Even though the pace was slow and the cast of characters was morally ambiguous, I can’t stop thinking about this novel. I recommend reading it even if you have watched the HBO series because there’s so much more to the characters than the on-screen version could possibly depict. I’m intrigued to read her other books, especially The Plot, which is being adapted into a limited series by Hulu.
4/5⭐️⭐️⭐️⭐️
For readers who enjoy slow-burning, psychological suspense, and twisted families with dark secrets.
Published February 25th, 2014
Synopsis:
Grace Reinhart Sachs is living the only life she ever wanted for herself. Devoted to her husband, a pediatric oncologist at a major cancer hospital, their young son Henry, and the patients she sees in her therapy practice, her days are full of familiar things: she lives in the very New York apartment in which she was raised, and sends Henry to the school she herself once attended.
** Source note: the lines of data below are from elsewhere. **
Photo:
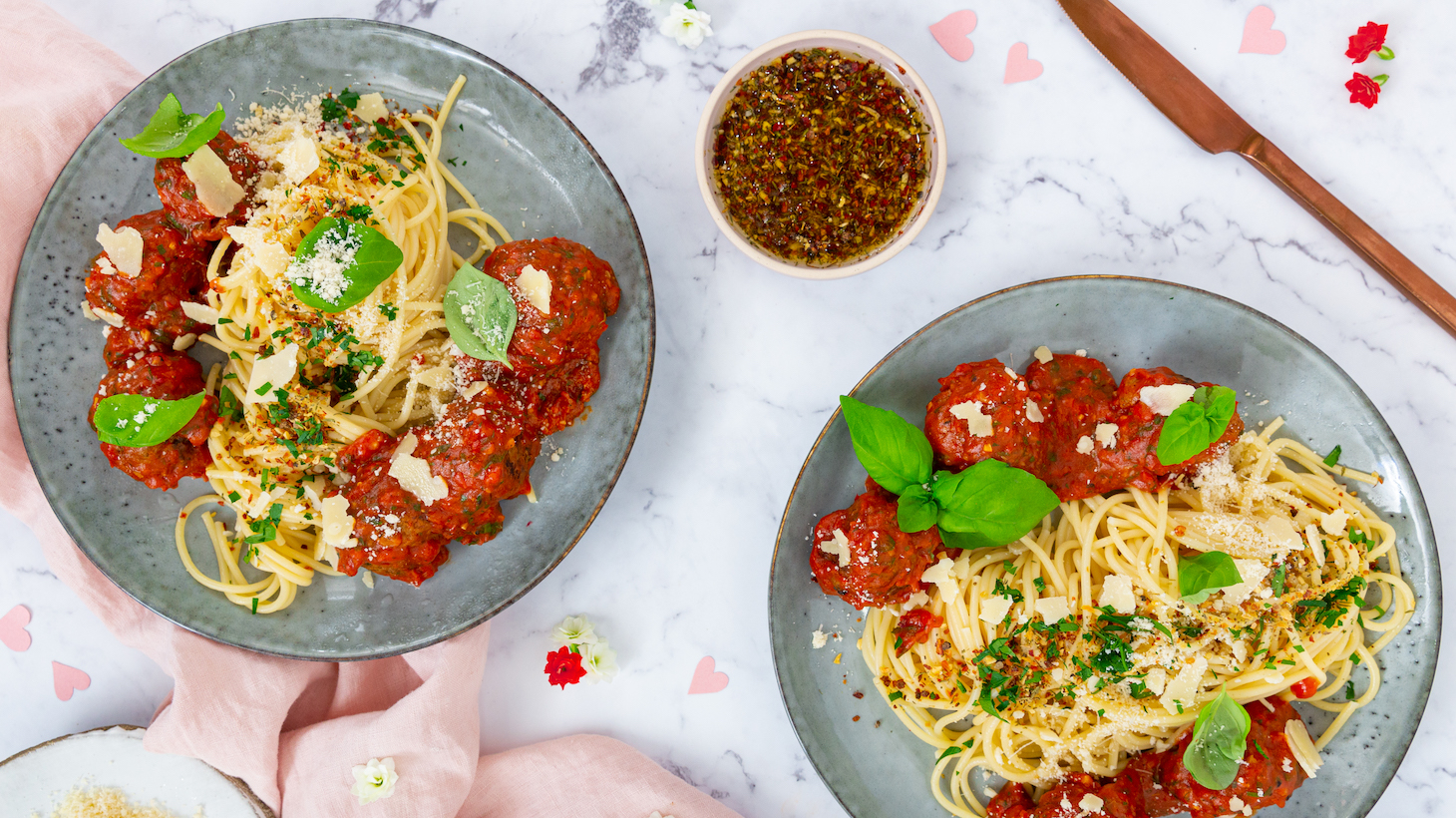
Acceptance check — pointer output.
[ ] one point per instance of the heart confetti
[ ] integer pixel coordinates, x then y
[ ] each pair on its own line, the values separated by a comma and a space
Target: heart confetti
12, 629
954, 34
706, 680
1019, 66
1260, 35
69, 680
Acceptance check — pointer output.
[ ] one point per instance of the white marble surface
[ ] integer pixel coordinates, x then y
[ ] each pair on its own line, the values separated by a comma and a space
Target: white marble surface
1069, 174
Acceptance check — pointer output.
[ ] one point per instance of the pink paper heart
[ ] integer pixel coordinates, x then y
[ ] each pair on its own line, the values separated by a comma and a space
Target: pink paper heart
1260, 35
705, 680
12, 629
67, 680
1019, 66
952, 34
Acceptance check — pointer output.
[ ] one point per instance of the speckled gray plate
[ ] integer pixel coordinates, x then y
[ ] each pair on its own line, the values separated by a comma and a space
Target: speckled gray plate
520, 156
874, 766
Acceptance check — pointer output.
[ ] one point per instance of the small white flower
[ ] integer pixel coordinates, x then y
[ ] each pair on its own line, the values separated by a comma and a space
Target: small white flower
573, 630
687, 26
374, 780
600, 661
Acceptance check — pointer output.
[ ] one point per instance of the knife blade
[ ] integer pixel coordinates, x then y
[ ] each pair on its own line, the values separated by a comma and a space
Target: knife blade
1218, 129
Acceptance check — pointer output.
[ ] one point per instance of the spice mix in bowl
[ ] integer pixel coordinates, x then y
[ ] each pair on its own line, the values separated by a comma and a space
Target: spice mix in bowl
820, 155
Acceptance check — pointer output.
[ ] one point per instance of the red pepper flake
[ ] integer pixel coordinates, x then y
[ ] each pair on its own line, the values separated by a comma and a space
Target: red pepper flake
1369, 40
563, 666
820, 158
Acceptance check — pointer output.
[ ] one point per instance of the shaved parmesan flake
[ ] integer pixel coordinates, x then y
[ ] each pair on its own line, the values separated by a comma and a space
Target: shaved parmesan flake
214, 183
1316, 543
1183, 690
1164, 399
123, 247
336, 522
1107, 435
414, 473
535, 284
993, 611
201, 313
975, 421
838, 545
299, 159
942, 576
1117, 592
372, 107
1053, 609
272, 373
1253, 574
1303, 748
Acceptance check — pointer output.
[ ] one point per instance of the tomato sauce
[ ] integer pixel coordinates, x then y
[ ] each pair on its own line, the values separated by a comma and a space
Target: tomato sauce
178, 193
170, 376
1158, 783
884, 562
1073, 396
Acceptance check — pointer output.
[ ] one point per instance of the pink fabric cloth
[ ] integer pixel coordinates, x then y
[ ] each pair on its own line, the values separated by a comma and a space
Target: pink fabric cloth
291, 729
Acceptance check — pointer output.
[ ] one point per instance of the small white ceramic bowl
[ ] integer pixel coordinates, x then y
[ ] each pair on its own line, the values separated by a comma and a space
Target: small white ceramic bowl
854, 45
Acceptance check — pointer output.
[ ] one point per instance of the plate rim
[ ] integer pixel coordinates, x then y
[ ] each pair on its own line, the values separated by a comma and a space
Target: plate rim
32, 250
1417, 497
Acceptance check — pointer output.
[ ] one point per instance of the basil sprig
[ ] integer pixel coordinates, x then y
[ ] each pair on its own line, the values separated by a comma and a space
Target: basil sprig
376, 257
174, 133
480, 314
1219, 741
1196, 425
136, 419
1205, 574
989, 504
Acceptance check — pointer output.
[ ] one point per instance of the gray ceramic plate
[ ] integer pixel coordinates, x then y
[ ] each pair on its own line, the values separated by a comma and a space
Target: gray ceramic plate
874, 766
523, 159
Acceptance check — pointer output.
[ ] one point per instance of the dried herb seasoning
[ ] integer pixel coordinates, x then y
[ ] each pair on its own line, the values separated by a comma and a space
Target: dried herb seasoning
820, 158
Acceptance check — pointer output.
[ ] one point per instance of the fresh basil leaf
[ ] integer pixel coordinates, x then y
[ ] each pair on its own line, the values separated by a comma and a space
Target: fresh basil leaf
1205, 574
338, 247
893, 452
1219, 741
173, 133
916, 510
991, 500
1196, 425
480, 314
136, 419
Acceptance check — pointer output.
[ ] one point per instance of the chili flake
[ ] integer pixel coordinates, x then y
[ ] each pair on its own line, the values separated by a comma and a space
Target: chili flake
820, 158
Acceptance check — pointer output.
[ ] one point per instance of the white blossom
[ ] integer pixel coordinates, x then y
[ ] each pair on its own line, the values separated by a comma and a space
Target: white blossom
374, 780
600, 661
687, 26
573, 630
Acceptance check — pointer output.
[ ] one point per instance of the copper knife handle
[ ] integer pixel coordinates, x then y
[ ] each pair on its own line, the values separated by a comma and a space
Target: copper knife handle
1379, 253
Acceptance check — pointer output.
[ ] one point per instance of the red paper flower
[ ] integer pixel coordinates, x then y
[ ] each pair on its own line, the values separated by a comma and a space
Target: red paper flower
1364, 91
563, 666
1369, 40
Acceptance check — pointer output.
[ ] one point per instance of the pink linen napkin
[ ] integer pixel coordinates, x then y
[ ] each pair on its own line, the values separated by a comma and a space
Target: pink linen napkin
291, 729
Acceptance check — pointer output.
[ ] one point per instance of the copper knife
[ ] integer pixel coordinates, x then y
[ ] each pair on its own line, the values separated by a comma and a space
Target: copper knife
1216, 129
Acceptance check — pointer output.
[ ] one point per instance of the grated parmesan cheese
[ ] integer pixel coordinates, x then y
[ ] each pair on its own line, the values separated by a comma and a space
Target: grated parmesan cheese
977, 422
414, 473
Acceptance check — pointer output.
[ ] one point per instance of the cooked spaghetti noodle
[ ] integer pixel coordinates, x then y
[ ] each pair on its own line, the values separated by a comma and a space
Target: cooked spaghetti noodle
382, 364
1003, 687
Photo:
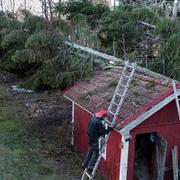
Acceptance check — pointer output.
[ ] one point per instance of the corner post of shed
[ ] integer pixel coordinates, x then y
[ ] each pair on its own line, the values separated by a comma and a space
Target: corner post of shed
124, 155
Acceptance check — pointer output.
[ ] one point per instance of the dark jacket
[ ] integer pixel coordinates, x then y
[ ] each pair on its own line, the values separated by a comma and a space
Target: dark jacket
96, 129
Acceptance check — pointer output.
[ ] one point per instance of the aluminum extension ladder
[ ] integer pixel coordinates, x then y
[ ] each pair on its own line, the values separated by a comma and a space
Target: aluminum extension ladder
114, 108
177, 98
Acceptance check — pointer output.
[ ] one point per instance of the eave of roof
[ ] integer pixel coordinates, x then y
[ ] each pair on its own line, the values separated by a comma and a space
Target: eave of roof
161, 84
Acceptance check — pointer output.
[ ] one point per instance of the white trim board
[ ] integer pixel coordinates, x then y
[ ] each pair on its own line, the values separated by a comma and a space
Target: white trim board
147, 114
85, 110
72, 123
124, 158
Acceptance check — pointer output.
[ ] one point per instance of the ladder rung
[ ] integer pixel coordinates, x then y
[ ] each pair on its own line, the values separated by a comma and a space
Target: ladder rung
89, 176
126, 76
112, 113
122, 85
118, 94
115, 104
130, 66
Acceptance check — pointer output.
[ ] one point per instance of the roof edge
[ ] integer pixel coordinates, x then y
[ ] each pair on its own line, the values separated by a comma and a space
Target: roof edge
148, 113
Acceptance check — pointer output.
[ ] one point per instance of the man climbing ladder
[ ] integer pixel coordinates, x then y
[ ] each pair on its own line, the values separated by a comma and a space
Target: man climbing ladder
95, 130
114, 109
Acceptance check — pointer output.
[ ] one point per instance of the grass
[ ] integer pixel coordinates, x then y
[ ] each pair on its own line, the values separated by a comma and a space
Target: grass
23, 156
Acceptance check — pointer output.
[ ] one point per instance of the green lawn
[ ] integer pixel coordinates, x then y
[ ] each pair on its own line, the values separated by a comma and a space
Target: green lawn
23, 156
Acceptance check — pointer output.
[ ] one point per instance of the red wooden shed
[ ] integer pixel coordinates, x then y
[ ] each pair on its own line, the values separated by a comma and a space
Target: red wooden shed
147, 127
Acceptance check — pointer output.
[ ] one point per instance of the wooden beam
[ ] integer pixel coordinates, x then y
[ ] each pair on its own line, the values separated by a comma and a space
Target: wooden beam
175, 162
113, 59
147, 114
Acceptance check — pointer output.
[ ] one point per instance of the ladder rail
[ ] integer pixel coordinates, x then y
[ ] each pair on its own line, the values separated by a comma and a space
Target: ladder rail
122, 96
176, 99
115, 114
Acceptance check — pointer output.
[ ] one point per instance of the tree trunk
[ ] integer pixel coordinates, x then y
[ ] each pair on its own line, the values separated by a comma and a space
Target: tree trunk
50, 9
175, 8
2, 5
12, 6
25, 4
45, 9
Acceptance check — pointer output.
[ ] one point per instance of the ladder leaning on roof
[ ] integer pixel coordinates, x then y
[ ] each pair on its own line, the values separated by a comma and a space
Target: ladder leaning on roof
114, 108
177, 98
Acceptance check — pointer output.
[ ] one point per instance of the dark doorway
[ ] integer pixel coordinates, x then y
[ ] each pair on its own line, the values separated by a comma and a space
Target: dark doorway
150, 157
145, 149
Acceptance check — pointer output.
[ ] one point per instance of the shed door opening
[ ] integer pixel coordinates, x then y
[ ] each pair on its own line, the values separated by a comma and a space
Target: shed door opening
150, 155
144, 156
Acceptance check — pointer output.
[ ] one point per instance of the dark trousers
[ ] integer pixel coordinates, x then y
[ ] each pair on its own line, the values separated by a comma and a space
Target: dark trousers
92, 156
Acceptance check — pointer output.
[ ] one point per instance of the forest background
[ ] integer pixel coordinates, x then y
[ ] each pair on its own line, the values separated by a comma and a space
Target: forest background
32, 46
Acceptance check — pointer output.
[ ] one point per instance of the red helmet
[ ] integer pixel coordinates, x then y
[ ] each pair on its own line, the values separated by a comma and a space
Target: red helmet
101, 114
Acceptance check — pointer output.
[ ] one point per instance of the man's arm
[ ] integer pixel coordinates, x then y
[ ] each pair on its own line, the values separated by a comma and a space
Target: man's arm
102, 130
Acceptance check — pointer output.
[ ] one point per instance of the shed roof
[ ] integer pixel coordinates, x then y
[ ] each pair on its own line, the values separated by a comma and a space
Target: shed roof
144, 92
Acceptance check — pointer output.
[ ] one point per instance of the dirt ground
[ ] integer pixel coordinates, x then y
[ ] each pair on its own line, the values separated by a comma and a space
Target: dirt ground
35, 135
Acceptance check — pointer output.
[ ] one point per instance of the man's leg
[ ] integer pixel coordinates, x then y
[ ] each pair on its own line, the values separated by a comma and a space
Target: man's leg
88, 157
94, 158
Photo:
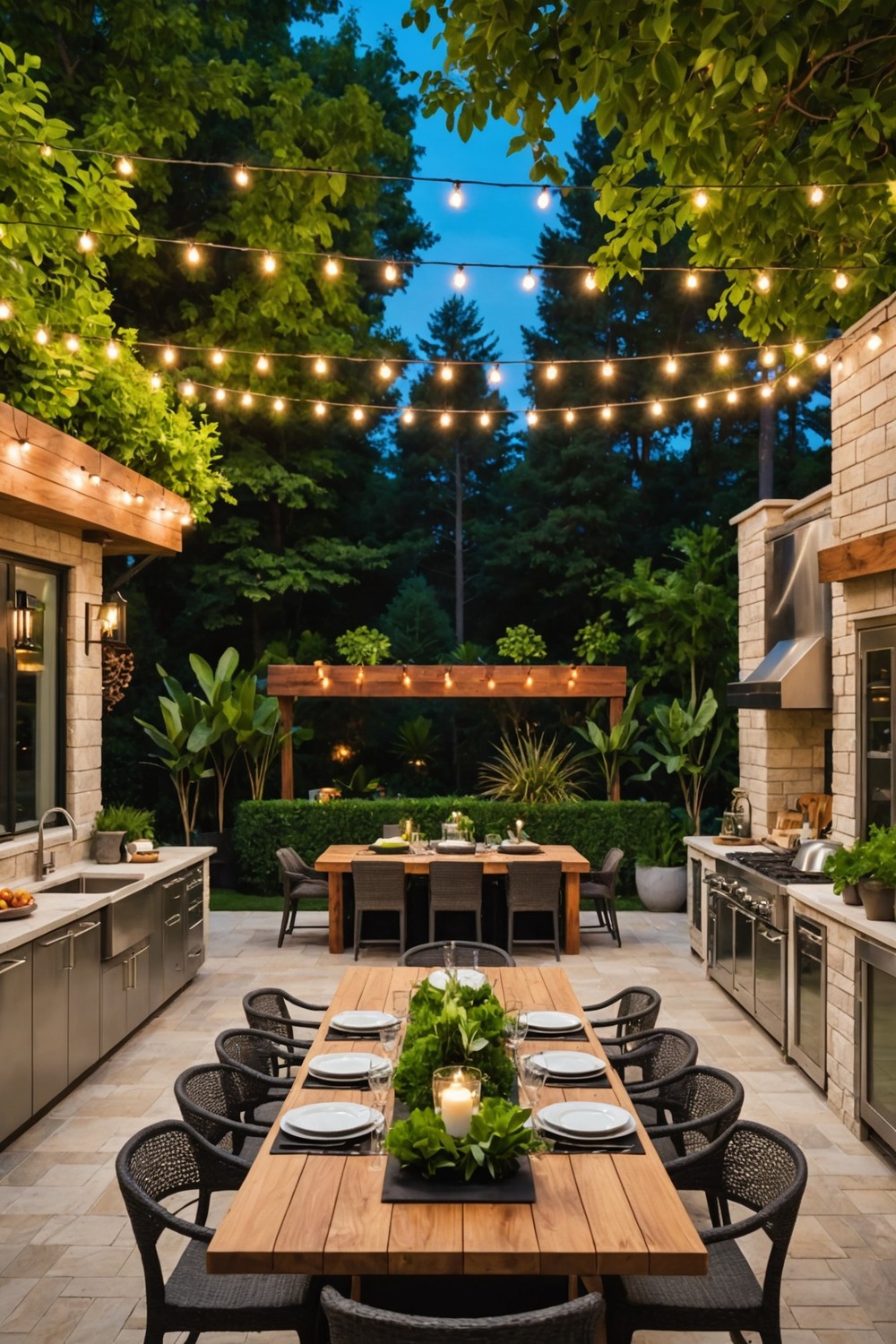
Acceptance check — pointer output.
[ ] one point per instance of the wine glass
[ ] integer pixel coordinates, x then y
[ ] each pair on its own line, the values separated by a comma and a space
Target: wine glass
379, 1078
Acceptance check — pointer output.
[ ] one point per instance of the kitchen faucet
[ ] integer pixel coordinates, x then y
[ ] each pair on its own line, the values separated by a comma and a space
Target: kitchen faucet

Dismayed by the ways in which women delude themselves, Grace is also the author of a book You Should Have Known, in which she cautions women to really hear what men are trying to tell them. But weeks before the book is published a chasm opens in her own life: a violent death, a missing husband, and, in the place of a man Grace thought she knew, only an ongoing chain of terrible revelations. Left behind in the wake of a spreading and very public disaster, and horrified by the ways in which she has failed to heed her own advice, Grace must dismantle one life and create another for her child and herself.